Supreme is a very large, black, female, fresh market cultivar from Ison’s Nursery in Georgia. Its large size and crisp, edible skin make it a favorite in consumer taste tests. This variety has the third greatest acreage of any variety grown in North Carolina.
Tara is a large, self-fertile cultivar developed in Georgia, similar in size and quality to Fry. It has good flavor, high sugar content, and a very dry stem scar. Tara is one of the top 5 fresh cultivars recommended in North Carolina.

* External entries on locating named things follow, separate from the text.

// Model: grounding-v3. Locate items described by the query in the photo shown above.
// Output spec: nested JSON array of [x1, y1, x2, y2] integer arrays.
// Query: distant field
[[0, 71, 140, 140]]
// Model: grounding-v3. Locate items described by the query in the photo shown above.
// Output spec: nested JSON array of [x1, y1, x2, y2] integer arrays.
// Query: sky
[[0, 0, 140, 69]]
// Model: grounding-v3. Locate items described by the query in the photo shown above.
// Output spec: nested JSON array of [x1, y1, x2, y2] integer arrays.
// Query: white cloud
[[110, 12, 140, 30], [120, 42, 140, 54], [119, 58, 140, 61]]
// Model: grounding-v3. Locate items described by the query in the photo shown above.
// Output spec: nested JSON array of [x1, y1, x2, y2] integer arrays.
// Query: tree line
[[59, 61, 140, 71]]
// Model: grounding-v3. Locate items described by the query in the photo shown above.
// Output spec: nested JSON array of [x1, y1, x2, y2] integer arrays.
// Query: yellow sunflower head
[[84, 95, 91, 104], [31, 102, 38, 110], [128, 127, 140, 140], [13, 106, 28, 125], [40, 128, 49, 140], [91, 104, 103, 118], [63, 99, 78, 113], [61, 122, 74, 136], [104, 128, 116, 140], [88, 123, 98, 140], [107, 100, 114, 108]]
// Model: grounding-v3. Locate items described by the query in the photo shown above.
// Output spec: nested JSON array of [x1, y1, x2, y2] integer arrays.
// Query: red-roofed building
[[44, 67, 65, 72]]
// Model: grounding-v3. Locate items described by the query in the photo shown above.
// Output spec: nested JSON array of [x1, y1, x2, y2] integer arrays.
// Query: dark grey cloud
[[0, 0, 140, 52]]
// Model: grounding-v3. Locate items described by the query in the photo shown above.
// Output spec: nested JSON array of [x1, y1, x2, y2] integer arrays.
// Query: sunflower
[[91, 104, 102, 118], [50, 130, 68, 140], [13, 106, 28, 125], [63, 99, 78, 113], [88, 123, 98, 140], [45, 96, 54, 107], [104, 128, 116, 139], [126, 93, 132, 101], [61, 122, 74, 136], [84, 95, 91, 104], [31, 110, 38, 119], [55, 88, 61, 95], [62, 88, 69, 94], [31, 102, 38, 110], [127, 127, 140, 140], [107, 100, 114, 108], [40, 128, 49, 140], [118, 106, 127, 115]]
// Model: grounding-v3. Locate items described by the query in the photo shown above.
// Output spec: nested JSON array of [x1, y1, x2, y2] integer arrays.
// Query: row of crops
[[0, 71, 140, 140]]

Triumph is a self-fertile cultivar developed in Georgia. Berry color can have a pinkish hue .Fruit ripen early in the season and have good flavor, high sugar content, and “crunchy” pulp. Triumph is one of the top 5 fresh cultivars recommended in North Carolina.
New and Noteworthy
This is a seedless hybrid of muscadines and seedless table grapes (75% muscadine genetically). The sweet, crunchy, seedless grapes are small and are be picked as clusters rather than individually. RazzMatazz grapes are not much found in the market (yet?), but home gardeners can buy plants from several sources
Oh My! has full-sized, seedless, bronze-colored fruits with tender skins. For over 100 years grape breeders have attempted to develop muscadines that are seedless with easy-to-chew skins. Both this variety and RazzMatazz were developed by independent North Carolina grape breeder Jeff Bloodworth over a lifetime of work. Available for home garden planting, but watch for fruit as well.